Oggetto: File exists error when reading from XCache server
Data: Fri, 2 Oct 2020 12:25:21 +0200
Dear all,

we are using XCache for testing the integration of CINECA HPC with CMS workflows. I'd say that everything looks quite good except for a strange problem appearing rarely enough but quite related to the number of client connected.

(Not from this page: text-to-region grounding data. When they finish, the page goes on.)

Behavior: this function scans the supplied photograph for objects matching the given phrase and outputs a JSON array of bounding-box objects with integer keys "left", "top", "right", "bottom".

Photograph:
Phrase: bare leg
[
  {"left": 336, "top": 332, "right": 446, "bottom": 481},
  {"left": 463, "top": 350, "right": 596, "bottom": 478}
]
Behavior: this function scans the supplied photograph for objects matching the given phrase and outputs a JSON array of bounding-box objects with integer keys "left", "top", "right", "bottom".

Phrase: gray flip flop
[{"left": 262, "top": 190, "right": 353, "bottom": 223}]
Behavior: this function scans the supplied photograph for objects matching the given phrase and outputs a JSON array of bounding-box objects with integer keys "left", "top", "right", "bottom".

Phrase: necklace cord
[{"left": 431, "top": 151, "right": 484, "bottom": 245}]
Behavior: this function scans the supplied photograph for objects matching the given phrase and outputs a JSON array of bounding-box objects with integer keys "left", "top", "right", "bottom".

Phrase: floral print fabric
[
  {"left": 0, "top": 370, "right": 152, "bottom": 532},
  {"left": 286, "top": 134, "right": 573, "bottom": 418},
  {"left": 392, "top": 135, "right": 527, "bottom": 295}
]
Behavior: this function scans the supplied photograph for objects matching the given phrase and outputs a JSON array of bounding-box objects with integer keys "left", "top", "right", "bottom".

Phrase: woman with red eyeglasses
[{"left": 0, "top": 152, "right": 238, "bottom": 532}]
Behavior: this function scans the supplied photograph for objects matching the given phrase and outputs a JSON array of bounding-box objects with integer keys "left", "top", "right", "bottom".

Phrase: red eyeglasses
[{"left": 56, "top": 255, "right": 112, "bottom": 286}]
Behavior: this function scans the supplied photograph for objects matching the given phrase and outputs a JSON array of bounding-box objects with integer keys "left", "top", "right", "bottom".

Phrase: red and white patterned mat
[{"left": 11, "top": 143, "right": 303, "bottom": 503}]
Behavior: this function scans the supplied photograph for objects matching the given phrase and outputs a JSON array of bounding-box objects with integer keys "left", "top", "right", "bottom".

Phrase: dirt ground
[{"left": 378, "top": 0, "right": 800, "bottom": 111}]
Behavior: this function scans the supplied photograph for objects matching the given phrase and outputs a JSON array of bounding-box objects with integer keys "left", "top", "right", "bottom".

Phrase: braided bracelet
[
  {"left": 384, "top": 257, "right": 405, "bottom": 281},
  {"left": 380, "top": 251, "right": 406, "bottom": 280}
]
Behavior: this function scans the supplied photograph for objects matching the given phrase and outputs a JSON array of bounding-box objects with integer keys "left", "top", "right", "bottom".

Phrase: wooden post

What we see is client failing to read a file with error "File exists". After that the same file keep failing for all other requests, so in a certain sense "corrupted".
We see this happening with different status of the file in cache, sometimes it has size==0, sometimes is partially there, so no particular pattern there. A typical error on xcache machine (with a high enough (I hope) debug level for xrd and ofs) is like this one (*).

Some additional details:

- fs where data are stored is on an high performance gpfs (ssd underneath)
- network bandwith is 40Gpbs (used less then 2)
- machine and disk does not look busy at all. The load is less than 1 for a 16 core machine, and the iowait is in practice null
- connected clients are around 500-1000
- the number of open file is stable at  ~"lsof -p 3100 " with limit for xrootd at 65k
- the configuration used is here (**) and the xrootd version is 4.12.3

Did you have any previous experience with anything similar? Could you help us to understand what is happening?

Please let me know if you need any additional information.